Azure Functions Logging¶
Production-oriented, developer-friendly logging for the Azure Functions Python v2 programming model.
azure-functions-logging keeps setup small while giving you structured context, cold start visibility, and practical local ergonomics.
Five-Second Start¶
Copy this into your function module:
from azure_functions_logging import get_logger, setup_logging
setup_logging()
logger = get_logger(__name__)
logger.info("logging initialized")
That setup is enough to begin.
Why Teams Use It¶
Azure Functions projects often outgrow default logging quickly:
- Raw logs are hard to scan locally.
- Invocation metadata is missing unless manually carried around.
- Startup behavior is unclear during cold-start debugging.
- Local and production log consumers need different output formats.
This library addresses those gaps with a small API surface.
Core Features¶
setup_logging()one-liner startup configuration.- Local colorized output (
format="color") for fast visual scanning. - Structured NDJSON output (
format="json") for production ingestion. inject_context(context)to add invocation metadata fields.- Automatic
cold_startflag detection on first invocation per process. FunctionLogger.bind()for immutable request-scoped context binding.- Host-level
host.jsonconflict warnings when Azure suppresses lower-level logs. - Idempotent setup to avoid duplicate reconfiguration.
What Gets Logged¶
Depending on formatter and context, events include:
- Timestamp, level, logger name, message.
- Invocation metadata:
invocation_id,function_name,trace_id,cold_start. - Structured per-event fields from keyword arguments.
- Bound context keys from
bind().
Azure Handler Example¶
import azure.functions as func
from azure_functions_logging import get_logger, inject_context, setup_logging
setup_logging(format="json")
logger = get_logger(__name__)
app = func.FunctionApp()
@app.route(route="health")
def health(req: func.HttpRequest, context: func.Context) -> func.HttpResponse:
inject_context(context)
request_logger = logger.bind(route="/health", method=req.method)
request_logger.info("health endpoint called")
return func.HttpResponse("ok", status_code=200)
This combines runtime context injection and request binding in a safe, explicit flow.
Environment-Aware Behavior¶
Behavior changes intentionally by runtime:
- Local standalone process: installs handler and formatter (
colororjson). - Azure/Core Tools runtime: installs context filter only and avoids handler duplication.
Warning
In Azure-hosted execution, host-level host.json settings can still suppress logs even when application-level setup appears correct.
Recommended Defaults¶
Use these defaults unless you have a specific reason to diverge:
- Local development:
setup_logging(format="color") - Production environments:
setup_logging(format="json") - Logger creation:
get_logger(__name__) - Function entrypoint:
inject_context(context)as first operation
Documentation Map¶
Start here, then branch by need:
- Installation for package setup.
- Quickstart for first runnable flow.
- Configuration for all
setup_logging()options. - Usage Guide for complete patterns and advanced sections.
- Examples for scenario-focused snippets.
- API Reference for signatures and typed docs.
- Troubleshooting for production incident cases.
- FAQ for direct operational questions.
Design Goals¶
The library stays intentionally narrow:
- Improve application logging ergonomics.

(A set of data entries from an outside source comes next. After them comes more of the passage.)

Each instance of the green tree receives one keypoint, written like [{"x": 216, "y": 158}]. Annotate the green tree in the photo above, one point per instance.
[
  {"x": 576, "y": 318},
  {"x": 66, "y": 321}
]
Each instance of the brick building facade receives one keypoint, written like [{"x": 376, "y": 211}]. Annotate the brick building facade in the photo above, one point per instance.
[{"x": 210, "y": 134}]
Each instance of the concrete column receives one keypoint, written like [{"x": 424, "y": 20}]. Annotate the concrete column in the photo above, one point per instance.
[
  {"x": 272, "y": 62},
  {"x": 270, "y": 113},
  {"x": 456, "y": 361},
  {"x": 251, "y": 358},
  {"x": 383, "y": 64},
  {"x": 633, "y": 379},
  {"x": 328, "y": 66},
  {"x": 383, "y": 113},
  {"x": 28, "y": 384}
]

- Preserve Python standard logging compatibility.
- Keep runtime dependencies minimal.
- Avoid replacing tracing/APM platforms.
It is a focused logging utility, not a full observability stack.
Next Actions¶
If you are integrating today:
- Add package and call
setup_logging()once. - Update handlers to call
inject_context(context). - Add request-scoped keys with
bind(). - Select
jsonformat for production tiers. - Verify
host.jsonlevel settings to avoid silent suppression.
When these are complete, your logs become immediately easier to read, correlate, and operate.